In tolling financing, the tolling company purchases the material, provides it to the producer and gives him a remuneration for processing it. The insolvency administrator will now negotiate contractual terms with VMT. Along with the tolling financing, Liberty will also receive funds for employee salaries in the form of a loan.

"It was very important to select the best and most trustworthy partner that best meets our requirements. The selected partner will provide an amount of around two to three billion crowns for tolling and credit financing of more than five hundred million crowns to cover the operating costs of the company," said the insolvency administrator.

Petr Smutný, a partner at PwC, the consultancy firm that worked on the investor selection, said that plants 15 and 16 are two key parts of the company, currently holding the greatest value and potential for a future owner. "This is linked to the large amount of work that needs to be done.

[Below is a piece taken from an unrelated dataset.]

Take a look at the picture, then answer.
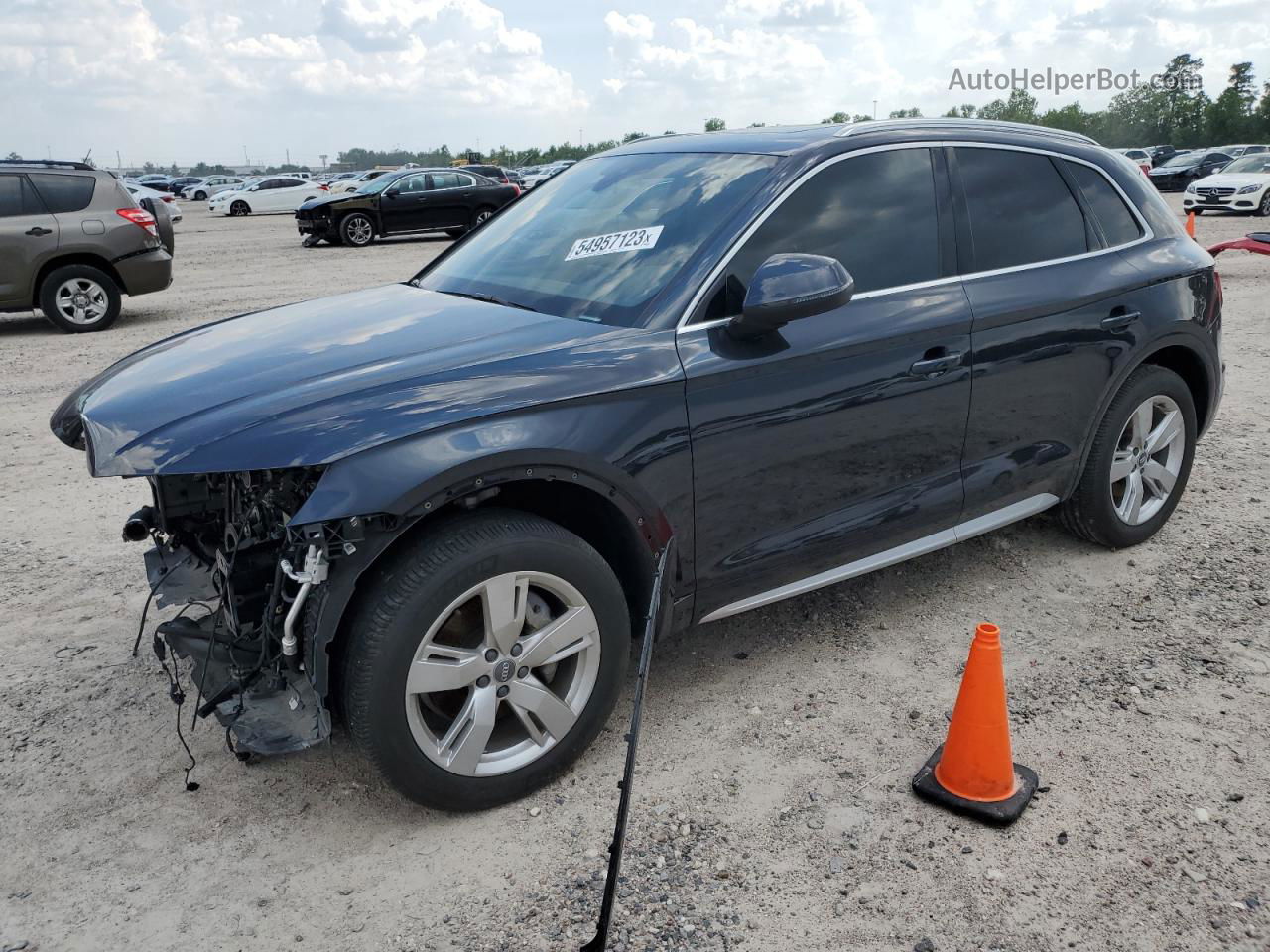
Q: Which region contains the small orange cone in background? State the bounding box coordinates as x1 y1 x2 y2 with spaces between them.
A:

The extreme dedication of the entire team is confirmed by the fact that we secured comparable offers within a fortnight, thoroughly evaluated them and at the same time prepared the necessary economic and legal analyses," Smutný said.

According to the insolvency administrator, VMT's bid, after a thorough and detailed evaluation, most closely met the required parameters. Other bidders were Třinecké železárny from the Moravia Steel group and Donquixote. "In less than two weeks after obtaining the disposition rights to plants 15 and 16, the insolvency administrator and his team managed to negotiate significantly better financing terms compared to the offers that had previously been negotiated by the smelter's board of directors for almost a year. In parallel, an expert assessment of the impact of tolling on the value of the company was still underway," said Lukáš Lhoták, manager of Export Guarantee and Insurance Company.

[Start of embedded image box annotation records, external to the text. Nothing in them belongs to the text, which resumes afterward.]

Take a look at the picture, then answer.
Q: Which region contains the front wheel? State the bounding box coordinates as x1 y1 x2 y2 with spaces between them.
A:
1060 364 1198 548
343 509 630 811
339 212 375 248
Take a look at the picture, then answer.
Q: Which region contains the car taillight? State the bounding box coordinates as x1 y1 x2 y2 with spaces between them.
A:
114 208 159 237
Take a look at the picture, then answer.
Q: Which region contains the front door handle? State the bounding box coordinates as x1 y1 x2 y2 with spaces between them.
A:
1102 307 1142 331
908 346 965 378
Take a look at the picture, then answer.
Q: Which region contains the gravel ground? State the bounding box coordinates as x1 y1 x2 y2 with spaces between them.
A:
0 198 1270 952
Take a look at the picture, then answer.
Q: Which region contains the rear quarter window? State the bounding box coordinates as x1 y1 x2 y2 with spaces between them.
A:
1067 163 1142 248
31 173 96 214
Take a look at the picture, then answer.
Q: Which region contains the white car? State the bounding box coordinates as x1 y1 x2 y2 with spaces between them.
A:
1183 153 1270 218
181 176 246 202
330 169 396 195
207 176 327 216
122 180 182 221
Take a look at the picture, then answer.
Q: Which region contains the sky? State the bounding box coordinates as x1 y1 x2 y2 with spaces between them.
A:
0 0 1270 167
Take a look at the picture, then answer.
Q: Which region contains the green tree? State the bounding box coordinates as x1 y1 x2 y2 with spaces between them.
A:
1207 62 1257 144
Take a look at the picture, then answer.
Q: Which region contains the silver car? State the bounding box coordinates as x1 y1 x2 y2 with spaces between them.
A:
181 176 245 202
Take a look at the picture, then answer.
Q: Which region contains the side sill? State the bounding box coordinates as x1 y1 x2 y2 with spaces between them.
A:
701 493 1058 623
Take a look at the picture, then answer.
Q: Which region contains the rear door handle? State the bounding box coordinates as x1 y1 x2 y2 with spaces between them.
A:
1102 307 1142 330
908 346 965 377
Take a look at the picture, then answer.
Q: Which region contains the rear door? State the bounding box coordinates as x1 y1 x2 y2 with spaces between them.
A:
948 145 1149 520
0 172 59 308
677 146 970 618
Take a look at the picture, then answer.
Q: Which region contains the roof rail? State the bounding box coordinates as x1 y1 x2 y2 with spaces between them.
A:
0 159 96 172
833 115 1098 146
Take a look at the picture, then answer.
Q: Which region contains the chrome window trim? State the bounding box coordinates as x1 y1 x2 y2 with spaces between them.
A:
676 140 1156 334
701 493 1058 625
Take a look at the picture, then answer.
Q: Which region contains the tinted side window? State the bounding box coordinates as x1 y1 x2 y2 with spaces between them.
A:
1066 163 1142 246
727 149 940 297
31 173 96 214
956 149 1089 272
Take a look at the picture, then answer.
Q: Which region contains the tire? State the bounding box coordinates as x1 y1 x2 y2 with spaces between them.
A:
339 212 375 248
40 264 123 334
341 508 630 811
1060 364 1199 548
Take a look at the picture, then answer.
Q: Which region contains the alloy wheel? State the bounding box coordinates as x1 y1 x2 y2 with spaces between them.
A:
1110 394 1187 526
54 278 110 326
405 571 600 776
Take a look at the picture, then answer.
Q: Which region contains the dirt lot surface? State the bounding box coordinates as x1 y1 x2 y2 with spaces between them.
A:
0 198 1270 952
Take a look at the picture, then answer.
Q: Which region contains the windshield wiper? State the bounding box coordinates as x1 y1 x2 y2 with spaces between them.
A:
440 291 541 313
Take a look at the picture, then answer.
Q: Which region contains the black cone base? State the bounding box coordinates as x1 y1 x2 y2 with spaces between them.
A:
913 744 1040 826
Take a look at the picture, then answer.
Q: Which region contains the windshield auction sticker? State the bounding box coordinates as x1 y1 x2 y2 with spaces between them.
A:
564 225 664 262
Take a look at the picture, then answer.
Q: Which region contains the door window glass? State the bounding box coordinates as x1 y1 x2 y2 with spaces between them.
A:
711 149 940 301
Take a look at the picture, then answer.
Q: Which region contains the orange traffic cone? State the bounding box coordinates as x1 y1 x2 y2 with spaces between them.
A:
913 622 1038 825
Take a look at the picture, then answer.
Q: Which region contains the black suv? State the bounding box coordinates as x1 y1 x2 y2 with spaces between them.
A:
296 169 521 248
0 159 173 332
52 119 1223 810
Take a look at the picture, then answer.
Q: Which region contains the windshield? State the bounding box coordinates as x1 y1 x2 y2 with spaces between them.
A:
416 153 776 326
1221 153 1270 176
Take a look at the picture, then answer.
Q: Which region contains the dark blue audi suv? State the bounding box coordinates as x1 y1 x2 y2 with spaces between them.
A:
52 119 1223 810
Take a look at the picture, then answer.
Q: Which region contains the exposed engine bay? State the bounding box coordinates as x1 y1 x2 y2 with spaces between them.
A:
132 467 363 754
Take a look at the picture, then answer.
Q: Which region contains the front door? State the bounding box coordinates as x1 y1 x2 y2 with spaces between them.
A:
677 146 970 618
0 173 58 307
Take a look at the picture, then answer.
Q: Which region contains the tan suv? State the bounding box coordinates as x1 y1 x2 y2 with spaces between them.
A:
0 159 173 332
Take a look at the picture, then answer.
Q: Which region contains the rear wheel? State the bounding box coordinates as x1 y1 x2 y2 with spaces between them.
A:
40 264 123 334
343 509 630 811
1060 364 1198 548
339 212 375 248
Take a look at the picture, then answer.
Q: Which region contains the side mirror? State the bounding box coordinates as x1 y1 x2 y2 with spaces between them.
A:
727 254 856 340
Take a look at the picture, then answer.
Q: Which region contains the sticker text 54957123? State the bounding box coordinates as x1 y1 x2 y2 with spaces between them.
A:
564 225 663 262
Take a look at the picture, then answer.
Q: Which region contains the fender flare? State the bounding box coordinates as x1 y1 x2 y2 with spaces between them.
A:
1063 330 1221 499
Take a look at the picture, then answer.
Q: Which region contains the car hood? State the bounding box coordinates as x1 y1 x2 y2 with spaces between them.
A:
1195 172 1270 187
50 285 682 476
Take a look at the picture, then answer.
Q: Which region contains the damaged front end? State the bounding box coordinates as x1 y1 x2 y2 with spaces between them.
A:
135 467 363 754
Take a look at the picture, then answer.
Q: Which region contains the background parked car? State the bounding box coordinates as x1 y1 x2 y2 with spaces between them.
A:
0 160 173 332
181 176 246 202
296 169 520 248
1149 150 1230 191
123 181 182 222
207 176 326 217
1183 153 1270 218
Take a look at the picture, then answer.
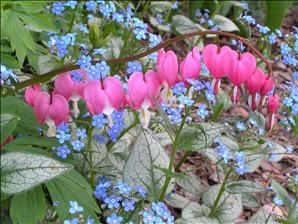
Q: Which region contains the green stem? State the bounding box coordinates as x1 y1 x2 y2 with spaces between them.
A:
14 30 273 90
209 167 233 218
87 128 95 188
265 204 276 224
159 109 187 201
175 151 191 170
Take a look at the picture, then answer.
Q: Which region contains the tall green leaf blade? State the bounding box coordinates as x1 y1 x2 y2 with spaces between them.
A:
271 180 292 209
1 96 39 135
46 170 100 223
0 114 19 143
265 1 292 29
10 186 46 224
1 152 72 194
18 13 57 32
123 130 170 199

Most of Liberty Ostrava's operations, which employ more than 4,000 people, have been idle since last December, when Tameh Czech stopped supplying energy to the smelter. Most of the employees have been at home since then. Since June, the company has been bankrupt, it has also been unable to dispose of a substantial part of its assets, and in early August it began shutting down its coke plant. At the beginning of the year, the company still had around five thousand employees. In July, the smelter announced that it would close the coke plant and lay off 2,600 people, 2,300 of whom are expected to leave in the fall. However, some of the employees have already left the company themselves. The Silesian smelter has been owned by the Liberty Steel Group of British businessman Sanjeev Gupta's GFG Alliance since 2019. Liberty Ostrava produced steel mainly for the construction, engineering and petrochemical industries.

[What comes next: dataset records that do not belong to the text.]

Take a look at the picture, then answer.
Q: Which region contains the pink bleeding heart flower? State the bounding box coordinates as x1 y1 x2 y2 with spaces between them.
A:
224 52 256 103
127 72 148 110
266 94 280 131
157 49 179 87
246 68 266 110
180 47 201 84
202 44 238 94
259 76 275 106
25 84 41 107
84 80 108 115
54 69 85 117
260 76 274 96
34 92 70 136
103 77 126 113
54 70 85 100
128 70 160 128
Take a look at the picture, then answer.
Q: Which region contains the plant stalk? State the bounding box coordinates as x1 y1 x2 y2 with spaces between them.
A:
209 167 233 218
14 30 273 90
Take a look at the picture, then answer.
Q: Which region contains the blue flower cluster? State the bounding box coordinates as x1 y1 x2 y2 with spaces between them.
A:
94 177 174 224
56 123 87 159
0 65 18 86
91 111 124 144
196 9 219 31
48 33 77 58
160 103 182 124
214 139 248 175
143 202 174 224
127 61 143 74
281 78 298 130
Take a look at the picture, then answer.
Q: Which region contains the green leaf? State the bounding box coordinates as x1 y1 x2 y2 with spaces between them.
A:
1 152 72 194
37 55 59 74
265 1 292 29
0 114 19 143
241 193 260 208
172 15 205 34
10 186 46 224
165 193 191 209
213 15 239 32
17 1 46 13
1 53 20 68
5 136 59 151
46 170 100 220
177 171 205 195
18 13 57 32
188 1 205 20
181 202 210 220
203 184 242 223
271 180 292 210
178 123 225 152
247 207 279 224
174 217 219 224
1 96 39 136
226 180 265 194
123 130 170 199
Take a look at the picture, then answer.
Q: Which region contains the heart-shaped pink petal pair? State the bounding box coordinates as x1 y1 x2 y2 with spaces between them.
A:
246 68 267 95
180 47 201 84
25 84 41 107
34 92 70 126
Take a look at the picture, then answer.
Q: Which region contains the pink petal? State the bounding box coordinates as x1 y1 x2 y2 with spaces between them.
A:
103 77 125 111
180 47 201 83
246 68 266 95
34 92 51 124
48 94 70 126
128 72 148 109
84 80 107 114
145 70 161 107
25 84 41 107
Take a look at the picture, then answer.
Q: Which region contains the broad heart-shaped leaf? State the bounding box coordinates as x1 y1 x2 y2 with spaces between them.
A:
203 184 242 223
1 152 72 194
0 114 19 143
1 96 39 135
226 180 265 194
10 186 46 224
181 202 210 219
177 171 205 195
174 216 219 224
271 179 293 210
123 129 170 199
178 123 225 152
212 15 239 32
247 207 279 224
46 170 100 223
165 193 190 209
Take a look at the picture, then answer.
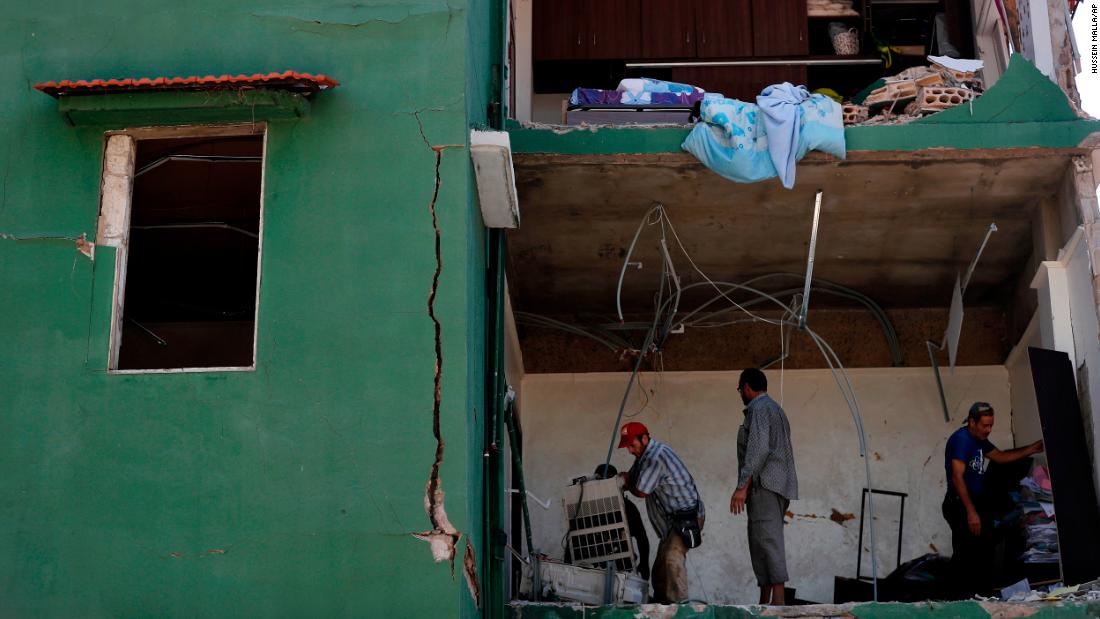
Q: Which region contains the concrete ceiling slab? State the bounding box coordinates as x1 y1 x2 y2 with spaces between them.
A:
508 152 1069 313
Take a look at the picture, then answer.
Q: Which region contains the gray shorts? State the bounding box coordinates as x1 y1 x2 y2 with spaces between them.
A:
746 484 791 587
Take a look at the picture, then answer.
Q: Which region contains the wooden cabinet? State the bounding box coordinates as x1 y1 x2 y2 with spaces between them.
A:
695 0 754 58
751 0 810 56
584 0 641 59
531 0 641 60
641 0 695 58
532 0 810 60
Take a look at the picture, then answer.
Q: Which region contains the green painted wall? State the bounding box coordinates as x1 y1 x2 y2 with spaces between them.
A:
508 600 1100 619
0 0 492 617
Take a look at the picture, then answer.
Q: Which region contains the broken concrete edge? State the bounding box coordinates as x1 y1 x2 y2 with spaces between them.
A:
507 600 1100 619
510 120 1100 155
57 89 310 128
913 54 1081 125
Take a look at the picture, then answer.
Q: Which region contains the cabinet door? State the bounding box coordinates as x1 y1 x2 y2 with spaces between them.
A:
583 0 641 59
642 0 690 58
531 0 586 60
672 66 806 103
752 0 810 56
695 0 752 58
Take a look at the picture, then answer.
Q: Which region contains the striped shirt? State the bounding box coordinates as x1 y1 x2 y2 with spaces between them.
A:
737 394 799 500
630 439 705 539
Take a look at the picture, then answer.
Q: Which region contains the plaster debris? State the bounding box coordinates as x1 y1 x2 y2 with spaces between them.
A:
828 507 856 524
76 234 96 261
413 112 462 578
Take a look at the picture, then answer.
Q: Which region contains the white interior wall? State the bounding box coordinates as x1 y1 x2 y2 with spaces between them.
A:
509 0 535 122
1058 230 1100 496
521 366 1012 604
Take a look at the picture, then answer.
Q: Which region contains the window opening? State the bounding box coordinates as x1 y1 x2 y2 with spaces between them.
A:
112 135 263 371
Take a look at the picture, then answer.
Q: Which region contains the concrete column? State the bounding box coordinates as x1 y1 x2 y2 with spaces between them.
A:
1031 261 1077 367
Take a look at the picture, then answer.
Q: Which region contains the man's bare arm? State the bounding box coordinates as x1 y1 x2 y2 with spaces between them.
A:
952 458 981 535
986 441 1043 464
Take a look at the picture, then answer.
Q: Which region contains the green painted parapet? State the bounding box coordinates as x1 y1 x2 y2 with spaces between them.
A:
508 600 1100 619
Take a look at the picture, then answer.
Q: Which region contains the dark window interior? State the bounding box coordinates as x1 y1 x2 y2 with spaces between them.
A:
118 135 263 369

The holding company CE Industries is active in multiple sectors such as railway engineering, energy, waste recycling and also in the food and drug industry. In 2022, the group achieved record sales of CZK 8.3 billion, according to figures in its annual report, and the holding consisted of 37 companies with nearly 1,500 employees. Vítkovice Machinery Trade's sales rose to CZK 3.335 billion in 2022, with operating profit before tax of CZK 104.5 million. The group is controlled by Jaroslav Strnad, who also founded the industrial holding Czechoslovak Group in the past. The group is now headed by his son Michal Strnad, who ranks ninth in the Forbes ranking of the richest Czechs with assets worth CZK 45.9 billion.